Elezione nel Comitato Esecutivo e nomina a vice presidente

Gabriele Gravina, presidente della Federazione Italiana Giuoco Calcio (FIGC), è stato eletto nel Comitato Esecutivo dell’Uefa per il prossimo quadriennio, ottenendo ben 48 preferenze. Questo risultato lo pone come il secondo membro più votato, a pari merito con il tedesco Hans-Joachim Watzke e subito dopo l’olandese Frank Paauw (49 preferenze). In seguito, durante il Comitato Esecutivo successivo al congresso, è arrivata la nomina a primo vice presidente della Uefa, un ruolo di grande prestigio e responsabilità.

Le dichiarazioni di Gravina: orgoglio e responsabilità

Visibilmente emozionato, Gravina ha espresso il suo orgoglio e la sua gratitudine per questo importante riconoscimento: “Sono felice e orgoglioso. Questa elezione è un riconoscimento straordinario all’importante contributo offerto dal calcio italiano allo sviluppo dello sport che più amiamo.” Ha poi sottolineato come la credibilità del calcio italiano a livello europeo sia cresciuta grazie alle scelte compiute e alle politiche innovative implementate. Gravina ha concluso ribadendo il suo impegno a supportare il futuro del calcio europeo e ringraziando il presidente Ceferin e le altre Federazioni per la fiducia accordata.

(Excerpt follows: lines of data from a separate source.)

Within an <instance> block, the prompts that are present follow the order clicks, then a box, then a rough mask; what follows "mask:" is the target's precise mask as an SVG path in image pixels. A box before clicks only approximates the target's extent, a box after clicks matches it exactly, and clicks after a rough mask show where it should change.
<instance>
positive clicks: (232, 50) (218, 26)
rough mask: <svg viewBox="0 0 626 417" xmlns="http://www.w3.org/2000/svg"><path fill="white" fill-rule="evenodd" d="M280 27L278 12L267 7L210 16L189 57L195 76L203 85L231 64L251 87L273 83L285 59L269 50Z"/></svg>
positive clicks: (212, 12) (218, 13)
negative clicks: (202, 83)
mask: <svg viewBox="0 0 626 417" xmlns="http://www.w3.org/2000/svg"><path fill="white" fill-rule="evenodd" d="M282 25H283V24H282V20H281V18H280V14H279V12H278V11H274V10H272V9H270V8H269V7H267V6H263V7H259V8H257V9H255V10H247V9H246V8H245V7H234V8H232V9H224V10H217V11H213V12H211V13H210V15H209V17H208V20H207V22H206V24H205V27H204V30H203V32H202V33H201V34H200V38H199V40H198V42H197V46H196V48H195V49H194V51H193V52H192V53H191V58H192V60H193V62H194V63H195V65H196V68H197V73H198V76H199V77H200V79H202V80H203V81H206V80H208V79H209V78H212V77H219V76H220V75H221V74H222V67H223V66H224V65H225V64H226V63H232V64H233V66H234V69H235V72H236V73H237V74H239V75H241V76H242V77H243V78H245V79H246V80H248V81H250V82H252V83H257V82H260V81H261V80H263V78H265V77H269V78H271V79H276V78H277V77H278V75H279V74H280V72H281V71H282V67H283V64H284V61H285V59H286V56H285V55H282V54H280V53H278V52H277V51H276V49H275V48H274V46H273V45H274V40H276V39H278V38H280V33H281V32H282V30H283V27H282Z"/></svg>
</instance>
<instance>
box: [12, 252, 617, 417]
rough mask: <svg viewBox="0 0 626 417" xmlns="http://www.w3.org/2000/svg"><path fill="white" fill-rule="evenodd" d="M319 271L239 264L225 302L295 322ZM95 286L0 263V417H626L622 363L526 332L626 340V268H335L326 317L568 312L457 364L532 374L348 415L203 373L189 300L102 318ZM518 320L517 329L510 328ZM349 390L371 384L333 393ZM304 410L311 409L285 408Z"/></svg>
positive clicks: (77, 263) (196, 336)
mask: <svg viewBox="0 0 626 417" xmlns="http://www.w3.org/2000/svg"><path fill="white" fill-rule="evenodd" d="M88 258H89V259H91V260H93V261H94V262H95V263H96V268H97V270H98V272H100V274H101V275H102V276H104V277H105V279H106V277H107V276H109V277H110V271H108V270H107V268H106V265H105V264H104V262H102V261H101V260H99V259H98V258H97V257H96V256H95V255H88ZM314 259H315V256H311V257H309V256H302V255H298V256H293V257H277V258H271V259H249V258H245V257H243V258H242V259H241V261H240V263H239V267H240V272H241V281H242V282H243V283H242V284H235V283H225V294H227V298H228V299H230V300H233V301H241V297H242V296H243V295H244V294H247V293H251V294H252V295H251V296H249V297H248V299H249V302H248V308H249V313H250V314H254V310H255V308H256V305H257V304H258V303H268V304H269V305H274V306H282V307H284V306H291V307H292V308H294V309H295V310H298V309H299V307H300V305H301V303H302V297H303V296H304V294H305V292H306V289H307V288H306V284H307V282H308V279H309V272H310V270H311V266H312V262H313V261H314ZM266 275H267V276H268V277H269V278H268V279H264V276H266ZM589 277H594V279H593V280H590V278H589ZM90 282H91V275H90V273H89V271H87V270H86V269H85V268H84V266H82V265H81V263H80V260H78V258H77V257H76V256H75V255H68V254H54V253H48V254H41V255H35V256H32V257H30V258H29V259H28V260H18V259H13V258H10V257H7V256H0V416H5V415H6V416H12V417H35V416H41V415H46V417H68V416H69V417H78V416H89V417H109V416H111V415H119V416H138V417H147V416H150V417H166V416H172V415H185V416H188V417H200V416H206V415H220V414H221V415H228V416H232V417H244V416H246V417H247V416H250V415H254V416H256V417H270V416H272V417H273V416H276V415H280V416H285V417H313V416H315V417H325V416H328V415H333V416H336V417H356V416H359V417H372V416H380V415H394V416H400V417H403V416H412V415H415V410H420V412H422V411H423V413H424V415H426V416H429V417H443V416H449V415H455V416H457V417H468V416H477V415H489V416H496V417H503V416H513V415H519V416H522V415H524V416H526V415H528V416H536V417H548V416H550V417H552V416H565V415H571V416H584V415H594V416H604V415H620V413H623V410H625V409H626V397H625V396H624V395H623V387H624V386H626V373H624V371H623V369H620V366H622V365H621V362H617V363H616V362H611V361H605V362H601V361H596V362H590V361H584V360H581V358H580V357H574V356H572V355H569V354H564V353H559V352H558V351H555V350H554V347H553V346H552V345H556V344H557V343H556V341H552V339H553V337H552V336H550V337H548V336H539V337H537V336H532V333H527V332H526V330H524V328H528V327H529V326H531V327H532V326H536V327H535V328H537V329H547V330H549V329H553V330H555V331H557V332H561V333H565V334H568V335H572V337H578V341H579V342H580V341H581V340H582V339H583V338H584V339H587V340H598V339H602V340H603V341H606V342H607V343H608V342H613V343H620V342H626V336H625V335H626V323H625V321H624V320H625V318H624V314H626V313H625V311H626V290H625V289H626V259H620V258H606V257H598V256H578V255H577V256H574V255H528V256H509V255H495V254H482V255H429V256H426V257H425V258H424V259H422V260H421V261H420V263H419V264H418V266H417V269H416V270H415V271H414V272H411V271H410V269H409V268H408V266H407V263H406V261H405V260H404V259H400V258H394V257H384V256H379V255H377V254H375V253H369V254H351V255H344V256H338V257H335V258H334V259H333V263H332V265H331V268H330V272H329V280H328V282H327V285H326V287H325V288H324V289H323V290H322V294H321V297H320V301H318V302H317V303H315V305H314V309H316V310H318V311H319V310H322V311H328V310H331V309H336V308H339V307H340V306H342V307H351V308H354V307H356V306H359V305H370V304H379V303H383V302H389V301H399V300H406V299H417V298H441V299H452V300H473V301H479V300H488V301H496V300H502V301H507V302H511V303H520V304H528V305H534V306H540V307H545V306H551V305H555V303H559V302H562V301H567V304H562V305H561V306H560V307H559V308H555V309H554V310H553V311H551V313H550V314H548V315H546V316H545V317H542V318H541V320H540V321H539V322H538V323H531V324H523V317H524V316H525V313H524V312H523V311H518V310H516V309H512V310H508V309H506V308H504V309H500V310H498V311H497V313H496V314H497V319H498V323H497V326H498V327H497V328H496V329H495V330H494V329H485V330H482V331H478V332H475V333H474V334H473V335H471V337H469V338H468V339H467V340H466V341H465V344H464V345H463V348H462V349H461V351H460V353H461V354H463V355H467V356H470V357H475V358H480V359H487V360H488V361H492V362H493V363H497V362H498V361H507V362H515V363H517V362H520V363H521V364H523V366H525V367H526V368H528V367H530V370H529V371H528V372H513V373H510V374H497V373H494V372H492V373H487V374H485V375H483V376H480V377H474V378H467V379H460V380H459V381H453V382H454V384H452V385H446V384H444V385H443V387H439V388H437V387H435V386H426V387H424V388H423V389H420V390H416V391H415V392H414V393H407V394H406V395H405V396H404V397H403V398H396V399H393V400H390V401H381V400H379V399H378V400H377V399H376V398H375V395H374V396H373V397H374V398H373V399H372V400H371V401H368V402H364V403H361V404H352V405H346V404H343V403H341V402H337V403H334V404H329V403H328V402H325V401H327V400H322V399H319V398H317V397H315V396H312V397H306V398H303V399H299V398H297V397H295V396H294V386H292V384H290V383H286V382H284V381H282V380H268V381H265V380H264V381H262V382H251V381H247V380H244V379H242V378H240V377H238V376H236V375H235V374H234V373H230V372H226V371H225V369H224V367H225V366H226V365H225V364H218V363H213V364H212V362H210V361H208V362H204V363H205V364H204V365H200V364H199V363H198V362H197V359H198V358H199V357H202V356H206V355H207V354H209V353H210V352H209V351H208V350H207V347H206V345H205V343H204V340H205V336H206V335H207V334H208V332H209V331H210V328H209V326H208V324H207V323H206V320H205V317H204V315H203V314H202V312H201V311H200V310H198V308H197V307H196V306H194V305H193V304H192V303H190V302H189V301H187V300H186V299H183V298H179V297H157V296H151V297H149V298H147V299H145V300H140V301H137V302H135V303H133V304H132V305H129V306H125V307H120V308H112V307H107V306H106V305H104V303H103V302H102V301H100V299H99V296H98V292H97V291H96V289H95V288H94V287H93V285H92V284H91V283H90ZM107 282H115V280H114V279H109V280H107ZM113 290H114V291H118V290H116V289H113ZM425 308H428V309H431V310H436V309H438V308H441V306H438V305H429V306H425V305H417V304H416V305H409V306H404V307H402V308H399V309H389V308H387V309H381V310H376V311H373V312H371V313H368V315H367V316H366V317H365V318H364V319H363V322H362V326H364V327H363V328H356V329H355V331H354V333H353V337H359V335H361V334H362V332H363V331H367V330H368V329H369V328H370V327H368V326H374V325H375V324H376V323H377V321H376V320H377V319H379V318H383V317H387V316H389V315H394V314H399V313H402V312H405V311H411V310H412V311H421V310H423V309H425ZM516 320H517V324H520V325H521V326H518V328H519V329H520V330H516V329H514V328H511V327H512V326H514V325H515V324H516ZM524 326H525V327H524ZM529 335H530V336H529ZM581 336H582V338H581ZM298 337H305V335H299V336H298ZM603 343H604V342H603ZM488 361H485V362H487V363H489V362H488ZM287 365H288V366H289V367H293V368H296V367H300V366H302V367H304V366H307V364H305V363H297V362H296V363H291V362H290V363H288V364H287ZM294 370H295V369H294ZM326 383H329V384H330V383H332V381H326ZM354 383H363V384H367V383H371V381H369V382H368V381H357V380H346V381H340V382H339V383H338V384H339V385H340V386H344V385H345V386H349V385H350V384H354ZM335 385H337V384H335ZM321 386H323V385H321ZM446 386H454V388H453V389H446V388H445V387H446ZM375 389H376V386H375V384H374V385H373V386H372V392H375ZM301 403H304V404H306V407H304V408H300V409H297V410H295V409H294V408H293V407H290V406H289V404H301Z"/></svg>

Il plauso di Ceferin: un grande dirigente e una grande persona

Il presidente Uefa, Aleksander Ceferin, ha elogiato Gravina definendolo “un grande dirigente calcistico e una grande persona”. Ceferin ha espresso la sua fiducia nel contributo che Gravina potrà apportare all’Uefa, sottolineando la sua passione per il calcio e la sua dedizione allo sport.

Implicazioni per il calcio italiano

La nomina di Gravina a primo vice presidente Uefa rappresenta un’opportunità significativa per il calcio italiano. Questa posizione di rilievo permetterà all’Italia di avere una voce più forte nelle decisioni che riguardano il futuro del calcio europeo, influenzando politiche e strategie. Inoltre, la presenza di un italiano ai vertici dell’Uefa può favorire lo sviluppo del calcio giovanile e la promozione di un calcio più sostenibile e inclusivo.

Un segnale di fiducia nel calcio italiano

La nomina di Gabriele Gravina a primo vice presidente Uefa non è solo un riconoscimento personale, ma anche un segnale di fiducia nel calcio italiano. In un momento in cui il calcio europeo è chiamato ad affrontare sfide importanti, come la riforma delle competizioni e la sostenibilità finanziaria, la presenza di un dirigente italiano ai vertici dell’Uefa può contribuire a portare avanti una visione innovativa e costruttiva.